Une nouvelle prime pour les salariés des PME en 2025 : ce qu’il faut savoir

Motiver et récompenser les salariés des petites entreprises : telle est l'ambition de la nouvelle prime de partage de la valeur, désormais étendue aux PME. Mais ce dispositif, conditionné aux résultats économiques, divise syndicats et employeurs.
Depuis le 1er janvier 2025, un nouveau dispositif entre en vigueur pour les petites et moyennes entreprises (PME) de 11 à 49 salariés : la prime de partage de la valeur (PPV). Déjà connue sous le nom de "prime Macron", elle s’étend désormais à ces structures, offrant une opportunité de récompenser les salariés tout en valorisant les performances économiques des entreprises.
Pour qu’une PME puisse verser cette prime, elle doit répondre à une exigence précise : afficher un bénéfice net fiscal d’au moins 1 % du chiffre d’affaires pendant trois années consécutives. En cas de conformité, l’entreprise peut choisir parmi trois options pour distribuer cette prime. Premièrement, mettre en place un accord de participation ou d’intéressement. Deuxièmement, alimenter un plan d'épargne salariale (PEE, PEI, Perco ou Pereco).

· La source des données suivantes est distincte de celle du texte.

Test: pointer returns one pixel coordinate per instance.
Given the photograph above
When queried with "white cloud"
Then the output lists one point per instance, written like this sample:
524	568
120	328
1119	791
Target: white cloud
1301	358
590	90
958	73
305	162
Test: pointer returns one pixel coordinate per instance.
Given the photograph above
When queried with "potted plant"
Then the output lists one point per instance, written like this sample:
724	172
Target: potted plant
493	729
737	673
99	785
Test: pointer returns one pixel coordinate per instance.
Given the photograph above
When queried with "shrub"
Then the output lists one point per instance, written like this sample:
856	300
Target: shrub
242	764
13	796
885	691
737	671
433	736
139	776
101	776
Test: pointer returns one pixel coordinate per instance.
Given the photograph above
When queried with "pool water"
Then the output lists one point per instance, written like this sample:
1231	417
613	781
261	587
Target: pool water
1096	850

Enfin, verser directement une prime de partage de la valeur.
Cette dernière, flexible dans son application, peut être versée en une ou plusieurs fois, à raison d’un versement maximum par trimestre. Pour les salariés, la prime reste exonérée d’impôt sur le revenu et de charges sociales, à condition qu’elle ne dépasse pas 3.000 euros par an et par bénéficiaire.
Un dispositif qui divise
Si cette nouvelle mesure est bien accueillie par de nombreux salariés, elle suscite aussi des réserves, notamment de la part de la CGT. Le syndicat redoute que cette prime ponctuelle remplace progressivement les augmentations salariales durables, dans un contexte économique où la hausse globale des salaires devrait rester limitée en 2025, sous la barre des 3 % selon les experts.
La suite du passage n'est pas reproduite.